Expecting the Future: Entropy-Based Predictions in Time Perception

Abstract

Abstract What cognitive mechanisms underlie the human experience of time’s directionality, often described as the psychological arrow of time? This study explores this question by examining the role of visual entropy, a measure of disorder within a system, in shaping our perception of time. Grounded in the second law of thermodynamics and predictive processing frameworks, we hypothesised that the human cognitive system expects an increase in visual entropy over time and that violations of this expectation (prediction errors) would lead to a relative overestimation of perceived duration. Participants reproduced the duration of computer-generated animations depicting three-dimensional greyscale shapes shattering from wholes into parts (low to high entropy) or the reverse (high to low entropy) presented at different lengths (500, 1000, 1500, and 2000 milliseconds).

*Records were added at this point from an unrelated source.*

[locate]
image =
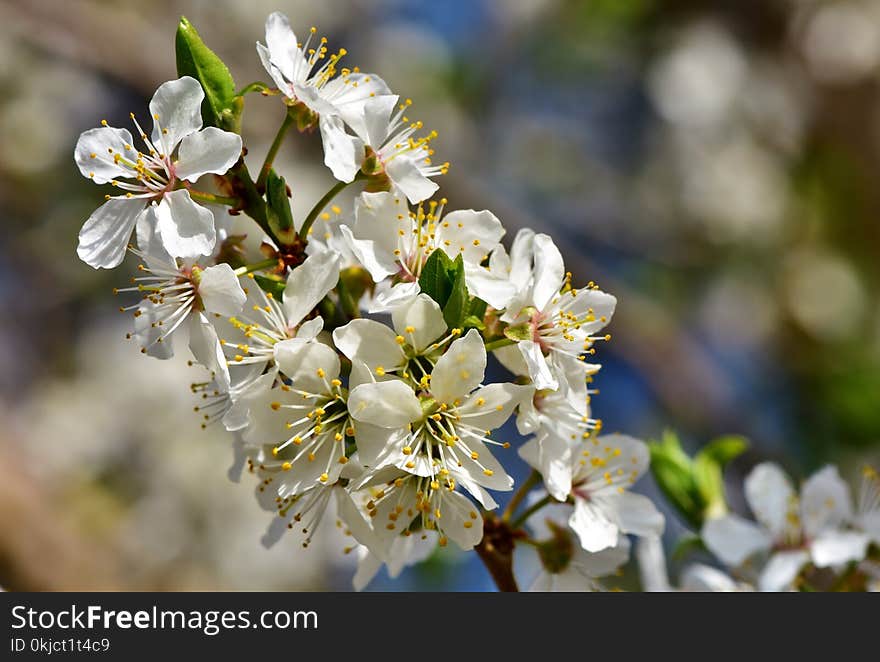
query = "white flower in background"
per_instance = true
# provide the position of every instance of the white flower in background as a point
(696, 577)
(557, 323)
(441, 432)
(254, 337)
(559, 430)
(419, 331)
(405, 551)
(305, 74)
(176, 294)
(792, 531)
(178, 149)
(602, 470)
(391, 241)
(385, 137)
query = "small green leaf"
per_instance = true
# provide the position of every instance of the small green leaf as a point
(220, 108)
(279, 216)
(458, 303)
(435, 280)
(478, 308)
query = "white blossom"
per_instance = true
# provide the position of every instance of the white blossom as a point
(791, 530)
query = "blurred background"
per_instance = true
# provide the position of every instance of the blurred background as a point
(711, 163)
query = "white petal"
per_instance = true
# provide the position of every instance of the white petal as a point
(379, 263)
(372, 343)
(220, 290)
(379, 447)
(833, 548)
(594, 304)
(178, 104)
(310, 329)
(703, 578)
(460, 370)
(825, 501)
(103, 143)
(150, 243)
(368, 566)
(471, 234)
(343, 153)
(734, 539)
(652, 565)
(380, 217)
(781, 570)
(210, 150)
(488, 286)
(601, 564)
(283, 48)
(593, 526)
(104, 237)
(308, 283)
(636, 513)
(489, 406)
(770, 496)
(186, 228)
(539, 370)
(278, 77)
(549, 271)
(405, 174)
(387, 299)
(511, 358)
(422, 314)
(372, 123)
(390, 404)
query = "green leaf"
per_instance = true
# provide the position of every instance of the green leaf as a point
(279, 216)
(435, 280)
(221, 107)
(458, 304)
(678, 487)
(272, 285)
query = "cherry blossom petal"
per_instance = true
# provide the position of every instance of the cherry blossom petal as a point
(95, 150)
(220, 290)
(460, 370)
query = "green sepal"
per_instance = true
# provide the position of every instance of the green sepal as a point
(274, 285)
(278, 209)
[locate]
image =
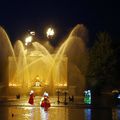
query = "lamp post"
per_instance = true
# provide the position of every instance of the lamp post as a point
(50, 33)
(65, 93)
(58, 94)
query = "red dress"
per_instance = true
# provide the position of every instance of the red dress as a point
(31, 99)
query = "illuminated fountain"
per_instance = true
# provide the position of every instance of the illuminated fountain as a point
(31, 66)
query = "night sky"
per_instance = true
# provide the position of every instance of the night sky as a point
(19, 16)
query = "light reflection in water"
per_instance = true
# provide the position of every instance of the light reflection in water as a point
(58, 113)
(43, 114)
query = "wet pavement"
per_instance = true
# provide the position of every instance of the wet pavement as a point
(19, 109)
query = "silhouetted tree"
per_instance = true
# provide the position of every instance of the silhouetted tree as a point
(101, 70)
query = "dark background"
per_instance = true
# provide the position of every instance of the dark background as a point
(19, 16)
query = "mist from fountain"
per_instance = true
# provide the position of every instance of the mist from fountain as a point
(65, 67)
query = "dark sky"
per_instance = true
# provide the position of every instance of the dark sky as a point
(21, 15)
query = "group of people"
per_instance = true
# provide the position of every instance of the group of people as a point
(44, 102)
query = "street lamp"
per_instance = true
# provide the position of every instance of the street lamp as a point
(65, 93)
(58, 93)
(50, 33)
(29, 38)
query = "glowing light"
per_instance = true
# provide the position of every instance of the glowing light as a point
(13, 85)
(32, 32)
(87, 97)
(50, 33)
(28, 40)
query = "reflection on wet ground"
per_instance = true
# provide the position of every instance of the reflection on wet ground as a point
(101, 109)
(58, 113)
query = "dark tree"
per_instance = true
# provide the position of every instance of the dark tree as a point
(101, 70)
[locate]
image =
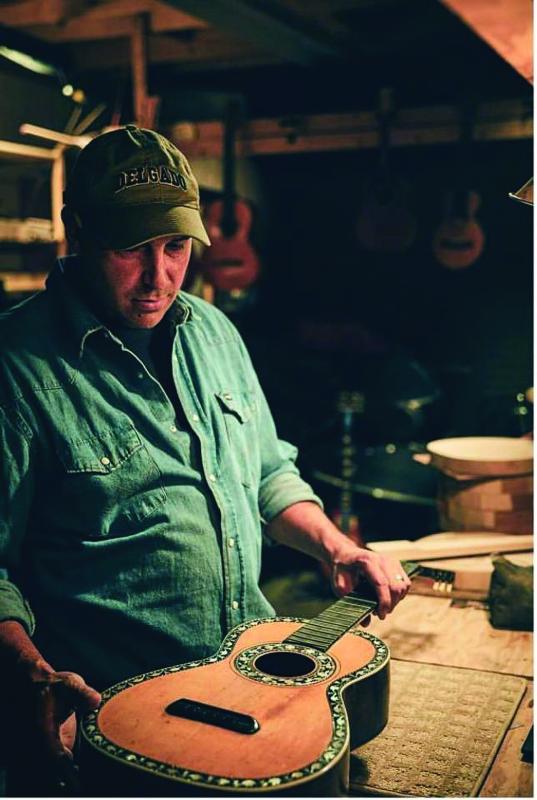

The results revealed a significant interaction: while forward animations (low to high entropy) were perceived as longer at the shortest duration (500 ms), backward animations (high to low entropy) were overestimated at longer durations (1500 and 2000 ms). This pattern suggests an initial reliance on high-precision expectations for shorter stimuli, with a shift towards increased weighting of prediction errors for longer durations, leading to the overestimation of entropy-reversed stimuli. These results align with predictive processing frameworks, indicating that the brain dynamically reconciles incoming sensory data with prior expectations of entropy progression, thereby shaping our subjective experience of temporal directionality. This research introduces a novel paradigm for examining time perception and supports the application of predictive processing theories in understanding the cognitive and neural underpinnings of temporal experience.